I first showed this picture a week ago in a post about my annual fall sock obsession.
What I didn't tell you was that Princess had been assisting with those socks. (She requested I put a picture on the blog....silly goose.) At five, she's already an opinionated knitter, and doll scarves just weren't going to cut it. She's been trying to get ahold of my socks since before last Christmas, having apparently figured out that one of the benefits of knitting is in producing useful items. On the advice of my friends in the guild, I had tried giving her bigger needles and worsted weight yarn to work in the round, but that wasn't going to cut it. She wanted to knit socks....just like her mommy.
When she asked if she could help with this pair of socks, I decided it was time to let her. I handed over the needles, and after a few minutes of trying to figure out double points, she was off and running. We spent an entire blissful afternoon knitting on my bed during Pixie's nap time - each of us on a sock. I lost count of the number of times she would exclaim, "This is FUN!," or, "I really like doing this with you." Once there was even an, "I know I keep saying this, but I REALLY like knitting with you."
A dream came true for me that day, as my daughter and I discovered how the language of craft can draw two people together.
If you look at the first picture, you will see a band of knitting in the light pink stripe above the heel that looks a bit odd. That is where Princess put in the most work, and as she doesn't do ribbing yet it is pretty easy to see her stitches.
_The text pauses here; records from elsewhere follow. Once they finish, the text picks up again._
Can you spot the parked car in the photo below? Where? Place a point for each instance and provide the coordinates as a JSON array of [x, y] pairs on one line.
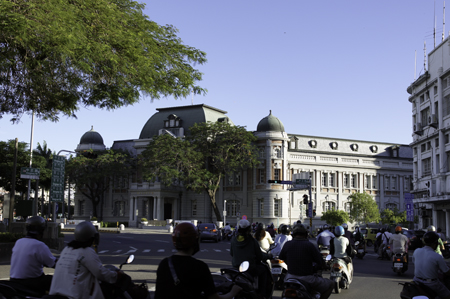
[[415, 237], [209, 231]]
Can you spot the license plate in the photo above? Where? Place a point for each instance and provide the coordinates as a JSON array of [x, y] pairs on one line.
[[276, 270]]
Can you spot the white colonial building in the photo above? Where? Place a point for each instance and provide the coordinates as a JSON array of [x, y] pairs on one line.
[[337, 167], [430, 99]]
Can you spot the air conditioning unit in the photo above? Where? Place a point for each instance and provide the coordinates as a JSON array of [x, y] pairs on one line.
[[417, 128], [432, 121]]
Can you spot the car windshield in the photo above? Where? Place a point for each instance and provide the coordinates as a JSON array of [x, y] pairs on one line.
[[206, 226]]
I was going to keep that sock forever.
But it didn't fit. Despite some misgivings after an early fitting, I kept blithely knitting on until the entire sock was finished. After all, she had worked on that sock, and I was NOT going to let anything happen to her work. Princess could barely pull that sock on, though, and so I had to face facts...and a potentially difficult conversation.
And once again my girl surprised me. She rather prosaically informed me that it didn't fit and we would have to do it again. Actually, she did get a spark in her eye when I offered to let her do the frogging, which she then proceeded to do with great glee. She was delighted with the pile of curly yarn that was left over, and as always she enjoyed helping me to rewind it.
My mother taught me that if something was worth doing, it was worth doing right. It's a lesson I have always wanted to pass along to my girls, and apparently I've already started to do just that...without having to do anything other than be my own knitting self.